Voluntarily Nonsuited Case Cannot Serve as Notice or Certificate of Good Faith for Later Filed Medical Malpractice Suit

The plaintiff sued the defendants for medical malpractice and the plaintiff later voluntarily dismissed the lawsuit. The legislature enacted two statutes, requiring plaintiffs filing medical malpractice claims to give named healthcare providers sixty days’ notice prior to filing the suit and to file with the complaint a certificate of good faith confirming that they have consulted with an expert who has provided a signed written statement that there is a good-faith basis to maintain the action.


After those two laws took effect, the plaintiff re-filed the medical malpractice action. The plaintiff did not give the named healthcare providers sixty days’ notice prior to filing the suit, nor did he file with the complaint a certificate of good faith. The defendants filed a motion to dismiss for failure to state a claim. The district court denied their motion. The defendants appealed. The court of appeals reversed the district court and remanded with instructions to dismiss. The plaintiff appealed.

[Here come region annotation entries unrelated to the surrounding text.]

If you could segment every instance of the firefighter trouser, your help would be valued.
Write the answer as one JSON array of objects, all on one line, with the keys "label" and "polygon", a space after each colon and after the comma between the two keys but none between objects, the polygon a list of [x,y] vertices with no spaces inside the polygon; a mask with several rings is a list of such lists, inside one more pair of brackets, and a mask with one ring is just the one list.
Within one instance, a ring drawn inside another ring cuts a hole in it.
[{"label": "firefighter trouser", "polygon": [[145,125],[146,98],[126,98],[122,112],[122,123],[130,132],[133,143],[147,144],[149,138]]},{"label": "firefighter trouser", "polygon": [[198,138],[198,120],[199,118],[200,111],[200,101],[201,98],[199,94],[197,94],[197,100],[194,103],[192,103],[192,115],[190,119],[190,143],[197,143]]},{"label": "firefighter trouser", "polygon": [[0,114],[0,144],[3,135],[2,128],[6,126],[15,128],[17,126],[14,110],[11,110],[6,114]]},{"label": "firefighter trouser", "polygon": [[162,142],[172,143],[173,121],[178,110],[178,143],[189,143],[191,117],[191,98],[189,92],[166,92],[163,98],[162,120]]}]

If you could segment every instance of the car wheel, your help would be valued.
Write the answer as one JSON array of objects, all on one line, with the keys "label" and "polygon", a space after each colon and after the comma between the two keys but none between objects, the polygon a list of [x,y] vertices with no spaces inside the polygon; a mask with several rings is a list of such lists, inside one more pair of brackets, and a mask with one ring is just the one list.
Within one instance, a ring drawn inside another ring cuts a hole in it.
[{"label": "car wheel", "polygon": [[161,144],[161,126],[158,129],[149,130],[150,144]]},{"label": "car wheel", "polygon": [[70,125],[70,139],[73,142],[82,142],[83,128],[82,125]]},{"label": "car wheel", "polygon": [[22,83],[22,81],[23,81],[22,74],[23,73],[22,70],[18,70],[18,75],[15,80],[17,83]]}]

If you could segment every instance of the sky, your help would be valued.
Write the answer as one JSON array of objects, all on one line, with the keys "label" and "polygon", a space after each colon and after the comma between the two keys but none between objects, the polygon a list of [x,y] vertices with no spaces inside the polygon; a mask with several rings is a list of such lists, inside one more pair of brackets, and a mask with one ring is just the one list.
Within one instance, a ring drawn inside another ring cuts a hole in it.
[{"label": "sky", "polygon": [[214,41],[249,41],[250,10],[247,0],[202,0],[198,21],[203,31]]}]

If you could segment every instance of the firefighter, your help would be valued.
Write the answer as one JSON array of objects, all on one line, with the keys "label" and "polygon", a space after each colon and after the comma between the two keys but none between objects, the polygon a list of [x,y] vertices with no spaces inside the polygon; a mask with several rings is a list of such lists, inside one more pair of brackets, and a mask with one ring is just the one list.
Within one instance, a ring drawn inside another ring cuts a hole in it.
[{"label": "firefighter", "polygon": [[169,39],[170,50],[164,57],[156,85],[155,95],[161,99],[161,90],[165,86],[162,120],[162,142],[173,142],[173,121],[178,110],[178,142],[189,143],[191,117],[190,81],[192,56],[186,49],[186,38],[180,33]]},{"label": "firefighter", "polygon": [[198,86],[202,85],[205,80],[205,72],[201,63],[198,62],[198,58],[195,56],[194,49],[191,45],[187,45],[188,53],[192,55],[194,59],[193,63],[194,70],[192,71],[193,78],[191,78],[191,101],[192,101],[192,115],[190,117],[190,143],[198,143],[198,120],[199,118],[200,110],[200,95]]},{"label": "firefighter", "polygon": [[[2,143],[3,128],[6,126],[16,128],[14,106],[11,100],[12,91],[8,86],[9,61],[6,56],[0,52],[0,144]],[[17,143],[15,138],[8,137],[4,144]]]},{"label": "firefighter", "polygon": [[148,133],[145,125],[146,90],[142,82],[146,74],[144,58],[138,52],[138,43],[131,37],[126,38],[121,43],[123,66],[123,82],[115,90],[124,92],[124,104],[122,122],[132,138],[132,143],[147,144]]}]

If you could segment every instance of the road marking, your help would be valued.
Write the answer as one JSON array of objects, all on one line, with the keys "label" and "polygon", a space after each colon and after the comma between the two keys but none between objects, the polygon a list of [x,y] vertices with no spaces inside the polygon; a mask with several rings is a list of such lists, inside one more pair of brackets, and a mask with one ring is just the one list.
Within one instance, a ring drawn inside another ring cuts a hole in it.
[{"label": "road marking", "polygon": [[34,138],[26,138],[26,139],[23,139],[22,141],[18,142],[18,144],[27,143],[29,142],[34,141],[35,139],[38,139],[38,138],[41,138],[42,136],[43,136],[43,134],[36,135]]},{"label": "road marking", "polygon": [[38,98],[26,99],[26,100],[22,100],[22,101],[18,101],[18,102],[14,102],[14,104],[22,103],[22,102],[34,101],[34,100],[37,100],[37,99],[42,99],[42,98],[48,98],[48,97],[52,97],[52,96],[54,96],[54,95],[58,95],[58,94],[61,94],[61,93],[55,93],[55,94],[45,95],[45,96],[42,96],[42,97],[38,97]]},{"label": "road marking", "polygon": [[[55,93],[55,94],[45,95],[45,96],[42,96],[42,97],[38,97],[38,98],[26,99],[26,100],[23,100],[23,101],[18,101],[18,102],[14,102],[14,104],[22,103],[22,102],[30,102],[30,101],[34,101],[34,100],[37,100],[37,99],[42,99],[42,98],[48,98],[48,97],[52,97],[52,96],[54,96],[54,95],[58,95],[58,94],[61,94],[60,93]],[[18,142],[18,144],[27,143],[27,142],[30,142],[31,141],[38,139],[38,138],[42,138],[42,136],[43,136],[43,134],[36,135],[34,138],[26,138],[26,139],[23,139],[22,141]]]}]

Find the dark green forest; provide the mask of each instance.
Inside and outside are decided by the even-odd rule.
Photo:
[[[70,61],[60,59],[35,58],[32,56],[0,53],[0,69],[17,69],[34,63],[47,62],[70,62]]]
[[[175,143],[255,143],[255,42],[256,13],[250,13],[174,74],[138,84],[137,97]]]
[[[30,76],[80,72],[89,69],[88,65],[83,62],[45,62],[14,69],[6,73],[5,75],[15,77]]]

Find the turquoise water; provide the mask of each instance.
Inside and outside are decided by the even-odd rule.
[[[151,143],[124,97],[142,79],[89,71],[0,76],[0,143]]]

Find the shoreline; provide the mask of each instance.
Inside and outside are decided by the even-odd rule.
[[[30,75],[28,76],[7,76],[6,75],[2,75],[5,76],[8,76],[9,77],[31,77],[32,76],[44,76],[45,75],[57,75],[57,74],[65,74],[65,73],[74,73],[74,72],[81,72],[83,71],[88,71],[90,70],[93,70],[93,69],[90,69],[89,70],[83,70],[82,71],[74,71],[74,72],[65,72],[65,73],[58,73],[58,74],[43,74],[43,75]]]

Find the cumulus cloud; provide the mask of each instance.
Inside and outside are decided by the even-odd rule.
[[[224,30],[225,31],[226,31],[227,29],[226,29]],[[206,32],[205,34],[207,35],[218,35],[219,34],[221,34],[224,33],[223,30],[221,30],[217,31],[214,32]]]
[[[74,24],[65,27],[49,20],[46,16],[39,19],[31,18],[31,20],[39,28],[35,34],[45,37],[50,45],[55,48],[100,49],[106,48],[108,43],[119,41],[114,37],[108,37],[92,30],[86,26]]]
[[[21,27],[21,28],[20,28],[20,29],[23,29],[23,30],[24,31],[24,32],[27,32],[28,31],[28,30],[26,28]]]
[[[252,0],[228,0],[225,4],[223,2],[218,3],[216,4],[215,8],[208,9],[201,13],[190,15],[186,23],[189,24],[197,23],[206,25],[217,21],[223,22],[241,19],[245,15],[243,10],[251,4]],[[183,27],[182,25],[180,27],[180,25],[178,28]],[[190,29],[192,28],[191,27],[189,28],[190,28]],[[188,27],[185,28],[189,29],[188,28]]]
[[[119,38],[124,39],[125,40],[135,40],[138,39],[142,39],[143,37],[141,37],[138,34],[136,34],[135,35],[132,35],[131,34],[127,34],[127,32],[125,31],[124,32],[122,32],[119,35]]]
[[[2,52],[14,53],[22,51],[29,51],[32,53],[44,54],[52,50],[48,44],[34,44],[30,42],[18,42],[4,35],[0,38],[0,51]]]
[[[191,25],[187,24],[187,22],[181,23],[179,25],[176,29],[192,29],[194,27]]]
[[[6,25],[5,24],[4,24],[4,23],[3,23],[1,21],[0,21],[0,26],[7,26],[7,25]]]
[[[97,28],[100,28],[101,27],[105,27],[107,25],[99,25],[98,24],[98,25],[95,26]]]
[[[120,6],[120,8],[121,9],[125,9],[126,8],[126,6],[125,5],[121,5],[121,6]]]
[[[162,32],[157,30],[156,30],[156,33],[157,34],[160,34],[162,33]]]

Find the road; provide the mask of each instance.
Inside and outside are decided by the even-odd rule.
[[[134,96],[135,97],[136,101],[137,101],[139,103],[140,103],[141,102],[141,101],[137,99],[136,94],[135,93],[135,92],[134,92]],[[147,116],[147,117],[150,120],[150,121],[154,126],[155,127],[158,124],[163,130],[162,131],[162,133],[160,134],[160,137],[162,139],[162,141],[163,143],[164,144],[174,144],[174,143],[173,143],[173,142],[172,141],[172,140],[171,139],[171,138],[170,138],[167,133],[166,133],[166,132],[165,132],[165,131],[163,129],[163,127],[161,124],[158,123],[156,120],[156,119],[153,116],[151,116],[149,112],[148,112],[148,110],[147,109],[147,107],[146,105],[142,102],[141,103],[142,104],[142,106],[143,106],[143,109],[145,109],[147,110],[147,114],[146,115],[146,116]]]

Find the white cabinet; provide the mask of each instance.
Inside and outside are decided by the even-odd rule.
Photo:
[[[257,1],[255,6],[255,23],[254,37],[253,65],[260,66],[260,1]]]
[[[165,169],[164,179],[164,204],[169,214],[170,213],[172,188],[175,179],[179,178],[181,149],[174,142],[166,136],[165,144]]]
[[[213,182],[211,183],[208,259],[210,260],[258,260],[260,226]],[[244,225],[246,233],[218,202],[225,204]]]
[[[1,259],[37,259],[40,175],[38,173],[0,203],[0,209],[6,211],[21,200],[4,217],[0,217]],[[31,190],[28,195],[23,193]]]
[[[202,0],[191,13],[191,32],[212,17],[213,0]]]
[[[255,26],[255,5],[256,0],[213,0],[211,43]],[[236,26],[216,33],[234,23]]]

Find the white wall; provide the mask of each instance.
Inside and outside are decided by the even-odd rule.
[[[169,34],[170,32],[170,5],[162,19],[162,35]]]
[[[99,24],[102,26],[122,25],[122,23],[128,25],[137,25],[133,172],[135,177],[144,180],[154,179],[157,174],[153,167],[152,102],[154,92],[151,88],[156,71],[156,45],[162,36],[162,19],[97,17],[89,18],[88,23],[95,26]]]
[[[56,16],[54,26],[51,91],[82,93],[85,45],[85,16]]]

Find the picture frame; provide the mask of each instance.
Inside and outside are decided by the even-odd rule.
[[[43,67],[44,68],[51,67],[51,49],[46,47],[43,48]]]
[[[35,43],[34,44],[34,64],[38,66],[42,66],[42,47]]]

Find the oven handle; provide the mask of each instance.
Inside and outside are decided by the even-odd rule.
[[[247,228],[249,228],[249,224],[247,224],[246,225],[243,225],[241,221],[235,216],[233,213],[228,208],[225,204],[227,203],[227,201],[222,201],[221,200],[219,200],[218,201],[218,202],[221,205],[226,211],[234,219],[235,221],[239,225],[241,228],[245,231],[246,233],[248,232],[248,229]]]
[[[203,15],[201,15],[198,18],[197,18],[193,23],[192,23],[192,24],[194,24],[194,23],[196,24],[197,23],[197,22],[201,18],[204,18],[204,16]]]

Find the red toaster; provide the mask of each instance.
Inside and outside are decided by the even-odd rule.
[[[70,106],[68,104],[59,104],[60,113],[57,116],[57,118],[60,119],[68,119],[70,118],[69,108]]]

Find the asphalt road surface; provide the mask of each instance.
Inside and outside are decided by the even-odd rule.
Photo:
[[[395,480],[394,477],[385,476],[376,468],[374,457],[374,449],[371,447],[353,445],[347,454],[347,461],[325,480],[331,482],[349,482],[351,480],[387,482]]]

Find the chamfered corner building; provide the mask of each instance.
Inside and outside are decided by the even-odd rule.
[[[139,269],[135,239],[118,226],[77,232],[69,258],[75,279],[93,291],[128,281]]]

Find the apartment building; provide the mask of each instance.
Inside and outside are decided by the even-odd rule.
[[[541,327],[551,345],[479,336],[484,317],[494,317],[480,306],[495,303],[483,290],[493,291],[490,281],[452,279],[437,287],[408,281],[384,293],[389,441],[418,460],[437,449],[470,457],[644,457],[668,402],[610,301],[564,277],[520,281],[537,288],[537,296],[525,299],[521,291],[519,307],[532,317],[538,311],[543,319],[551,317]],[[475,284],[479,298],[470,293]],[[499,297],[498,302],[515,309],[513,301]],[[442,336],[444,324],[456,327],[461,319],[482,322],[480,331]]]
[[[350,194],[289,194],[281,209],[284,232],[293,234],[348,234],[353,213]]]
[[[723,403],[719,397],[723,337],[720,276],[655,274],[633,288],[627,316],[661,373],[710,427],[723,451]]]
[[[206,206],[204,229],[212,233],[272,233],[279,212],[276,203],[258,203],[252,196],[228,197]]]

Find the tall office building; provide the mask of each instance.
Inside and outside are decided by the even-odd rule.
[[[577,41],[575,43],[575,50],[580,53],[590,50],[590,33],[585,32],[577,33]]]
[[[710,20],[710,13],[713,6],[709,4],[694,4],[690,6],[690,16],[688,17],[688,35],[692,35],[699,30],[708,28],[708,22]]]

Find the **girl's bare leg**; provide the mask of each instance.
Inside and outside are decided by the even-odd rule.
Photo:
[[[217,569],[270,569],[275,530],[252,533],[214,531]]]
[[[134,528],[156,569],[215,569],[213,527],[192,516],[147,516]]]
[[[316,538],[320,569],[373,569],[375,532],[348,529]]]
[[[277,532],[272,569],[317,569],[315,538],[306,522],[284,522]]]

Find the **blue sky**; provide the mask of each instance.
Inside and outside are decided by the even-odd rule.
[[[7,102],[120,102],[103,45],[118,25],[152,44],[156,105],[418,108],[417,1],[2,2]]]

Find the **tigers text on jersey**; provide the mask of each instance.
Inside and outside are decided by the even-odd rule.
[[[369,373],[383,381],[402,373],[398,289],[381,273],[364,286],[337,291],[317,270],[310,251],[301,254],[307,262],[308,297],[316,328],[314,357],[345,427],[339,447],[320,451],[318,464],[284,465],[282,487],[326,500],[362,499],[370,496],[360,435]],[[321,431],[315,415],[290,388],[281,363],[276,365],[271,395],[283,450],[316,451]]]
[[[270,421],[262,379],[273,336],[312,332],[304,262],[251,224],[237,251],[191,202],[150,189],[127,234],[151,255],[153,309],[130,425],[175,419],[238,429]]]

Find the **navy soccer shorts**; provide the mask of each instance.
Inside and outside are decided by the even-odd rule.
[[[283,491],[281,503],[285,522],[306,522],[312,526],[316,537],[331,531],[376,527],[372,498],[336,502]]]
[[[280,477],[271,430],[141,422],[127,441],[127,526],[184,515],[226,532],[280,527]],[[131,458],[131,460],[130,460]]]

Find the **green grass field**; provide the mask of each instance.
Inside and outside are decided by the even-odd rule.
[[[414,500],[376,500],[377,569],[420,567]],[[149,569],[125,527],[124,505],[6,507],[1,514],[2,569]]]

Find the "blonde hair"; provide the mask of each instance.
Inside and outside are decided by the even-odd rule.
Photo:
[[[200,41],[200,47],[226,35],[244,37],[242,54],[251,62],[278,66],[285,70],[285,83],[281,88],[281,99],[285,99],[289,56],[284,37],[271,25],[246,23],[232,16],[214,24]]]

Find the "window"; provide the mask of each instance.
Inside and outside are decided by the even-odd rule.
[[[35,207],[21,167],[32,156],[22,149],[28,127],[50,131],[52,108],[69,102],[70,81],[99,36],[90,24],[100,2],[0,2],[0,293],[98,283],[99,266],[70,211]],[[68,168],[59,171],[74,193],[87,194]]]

The Supreme Court of Tennessee affirmed the court of appeals holding that the plaintiff’s complaint must be dismissed with prejudice because the patient failed to strictly comply with the mandatory statutory presuit notice and certificate of good faith requirements. The court rejected the plaintiff’s argument that he substantially complied with the statutes because the prior suit gave the defendants notice and the proceedings surrounding the prior suit involved expert disclosures. The court reasoned that the statutes contained the word “shall,” therefore their requirements were mandatory, not directory. Mandatory requirements cannot be satisfied by substantial compliance, only strict compliance.


Moreover, when the plaintiff voluntarily dismissed his earlier claim, that claim ceased to exist. It could not serve as notice with regard to a subsequent legal action. The evidence developed in the nonsuited claim could not form the basis of a subsequent legal action’s compliance with a filing requirement.


See: Myers v. AMISUB (SFH), Inc., 2012 WL 4712152 (Tenn., October 4, 2012) (not designated for publication).